Plutarch. Plutarch's Lives, Vol. IX. Perrin, Bernadotte, translator. Cambridge, MA: Harvard University Press; London: William Heinemann Ltd., 1920.

So Pyrrhus, after accomplishing as it were an expiation for his son and celebrating his obsequies with a brilliant contest, having also vented much of his grief in his fury against the enemy, led his army on towards Argos. And when he learned that Antigonus was already posted on the heights commanding the plain, he pitched his camp near Nauplia. On the following day he sent a herald to Antigonus, calling him a robber, and challenging him to come down into the plain and fight with him for the kingdom.

But Antigonus replied that in conducting a campaign he relied more upon opportunities than upon arms, and that many roads to death lay open to Pyrrhus if he was tired of life.
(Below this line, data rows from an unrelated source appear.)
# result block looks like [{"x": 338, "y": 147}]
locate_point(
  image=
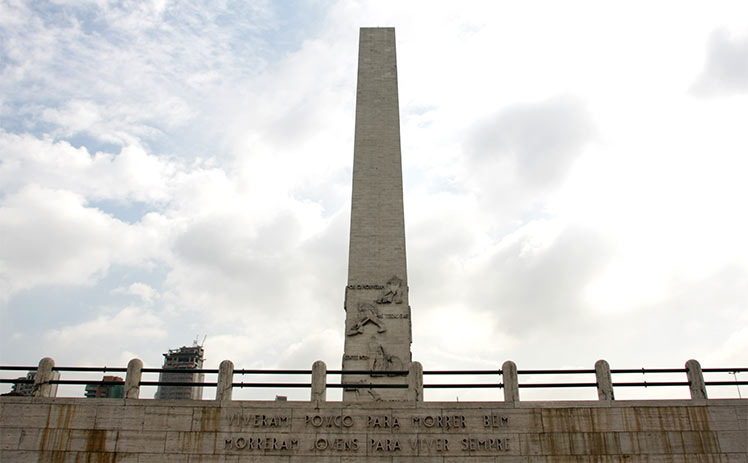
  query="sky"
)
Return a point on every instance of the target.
[{"x": 574, "y": 182}]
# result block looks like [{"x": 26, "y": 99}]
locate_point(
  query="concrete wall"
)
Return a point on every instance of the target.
[{"x": 109, "y": 430}]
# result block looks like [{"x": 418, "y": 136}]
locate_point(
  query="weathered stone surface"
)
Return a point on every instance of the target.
[
  {"x": 656, "y": 431},
  {"x": 378, "y": 324}
]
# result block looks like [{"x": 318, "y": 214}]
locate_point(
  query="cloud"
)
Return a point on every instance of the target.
[
  {"x": 130, "y": 175},
  {"x": 50, "y": 237},
  {"x": 143, "y": 291},
  {"x": 726, "y": 68},
  {"x": 111, "y": 333},
  {"x": 536, "y": 142}
]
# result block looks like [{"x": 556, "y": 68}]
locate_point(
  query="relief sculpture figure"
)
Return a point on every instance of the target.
[
  {"x": 393, "y": 292},
  {"x": 382, "y": 360},
  {"x": 367, "y": 313}
]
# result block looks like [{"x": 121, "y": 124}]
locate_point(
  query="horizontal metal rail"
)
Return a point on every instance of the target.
[{"x": 166, "y": 372}]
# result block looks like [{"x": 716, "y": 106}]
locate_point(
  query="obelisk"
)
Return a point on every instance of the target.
[{"x": 377, "y": 330}]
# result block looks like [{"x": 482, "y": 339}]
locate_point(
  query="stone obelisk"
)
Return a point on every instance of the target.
[{"x": 377, "y": 330}]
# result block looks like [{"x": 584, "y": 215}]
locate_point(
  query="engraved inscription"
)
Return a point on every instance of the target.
[
  {"x": 259, "y": 421},
  {"x": 438, "y": 421},
  {"x": 261, "y": 443},
  {"x": 365, "y": 286},
  {"x": 334, "y": 421},
  {"x": 485, "y": 443},
  {"x": 495, "y": 421},
  {"x": 430, "y": 445}
]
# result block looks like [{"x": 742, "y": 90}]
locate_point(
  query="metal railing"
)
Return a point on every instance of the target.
[{"x": 48, "y": 377}]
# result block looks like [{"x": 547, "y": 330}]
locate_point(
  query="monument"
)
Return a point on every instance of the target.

And now to both kings came ambassadors from Argos, entreating them to go away and allow the city to be neutral, but well-disposed towards both. Antigonus, accordingly, consented, and gave his son to the Argives as a hostage; Pyrrhus also agreed to go away, but since he gave no pledge, he remained under suspicion.

Moreover, Pyrrhus himself had a significant portent; for the heads of his sacrificed cattle, though they already lay apart from the bodies, were seen to put out their tongues and lick up their own gore. And besides this, in the city of Argos the priestess of Apollo Lyceius ran forth from the temple crying that she saw the city full of corpses and slaughter, and that the eagle which visited the scene of combat presently vanished away.